(Bloomberg) -- WeWork reported a net loss of $1.25 billion in the third quarter, eclipsing its sales and more than doubling its loss from the same period last year. The quarter coincided with a spending spree in anticipation of an initial public offering that veered off the rails, a combination of events that nearly brought the company down.
Revenue in the quarter was $934 million, up from $482 million a year earlier but failing to keep pace with the steeper losses, according to a financial document that was presented to bondholders Wednesday and reviewed by Bloomberg. A spokeswoman for WeWork parent company We Co. declined to comment on the report.
In an email to staff Wednesday that was seen by Bloomberg, WeWork’s co-chief executive officers, Artie Minson and Sebastian Gunningham, described the quarter as a “difficult chapter” for the company and said they’re developing a plan to “provide a clear path to profitability.” That will include selling assets and cutting jobs, they wrote. Dismissals have already begun and are expected to number in the thousands.
WeWork had always prized growth above profit, but it took the approach to another level on the eve of its expected IPO. The deal was set to raise at least $9 billion for the business in a combination of equity and debt. So WeWork spent the summer filling up office space with about 115,000 new desks in the quarter, a record for the company. That brought total desks to 719,000. Partly thanks to that push, the occupancy rate in its offices declined to 79%, from 84% a year before.

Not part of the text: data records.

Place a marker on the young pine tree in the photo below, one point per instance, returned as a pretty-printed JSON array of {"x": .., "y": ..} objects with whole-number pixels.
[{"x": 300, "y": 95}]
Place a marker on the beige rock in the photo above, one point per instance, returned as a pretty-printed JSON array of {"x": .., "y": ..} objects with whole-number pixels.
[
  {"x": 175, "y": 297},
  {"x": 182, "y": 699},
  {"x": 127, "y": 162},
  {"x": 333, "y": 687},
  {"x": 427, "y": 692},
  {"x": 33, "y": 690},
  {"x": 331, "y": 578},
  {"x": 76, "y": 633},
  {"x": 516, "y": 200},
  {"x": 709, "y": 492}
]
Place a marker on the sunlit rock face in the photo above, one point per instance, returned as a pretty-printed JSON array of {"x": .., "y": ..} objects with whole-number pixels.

It wasn’t until the final weeks of the quarter, which ended in September, that WeWork realized how doomed its fundraising plans were. Investors recoiled at the office rental company’s deep losses and flimsy corporate governance. Adam Neumann, the longtime CEO, stepped down in late September under pressure from investors, and the company pulled its IPO prospectus on the final day of the month. WeWork had $2 billion in cash that day, according to the document.
The money evaporated fast. WeWork was on track to run out of funds by November and needed an emergency financing from its largest investor, SoftBank Group Corp., to stay alive. SoftBank took majority ownership in that deal and has installed an executive, Marcelo Claure, to help turn around the business. The company is seeking a new CEO, and T-Mobile US Inc.’s John Legere is among the candidates.
SoftBank has said it will buy stock from employees and other shareholders at a discounted rate, but that deal has yet to happen, according to the financial document. When it does, SoftBank will own about 78% of the company and less than half of voting stock. Employees are sitting on a lot of stock, much of which is now underwater. WeWork doled out $220 million in stock-based compensation in the first three quarters, nearly five times what it spent in the same period last year.
Based on the company’s performance in September, WeWork estimated it would generate $4.2 billion in revenue over the next 12 months, compared with $1.8 billion in 2018. But the business may look very different soon, as the company prepares to dismiss employees and refocus on the core business of renting office space.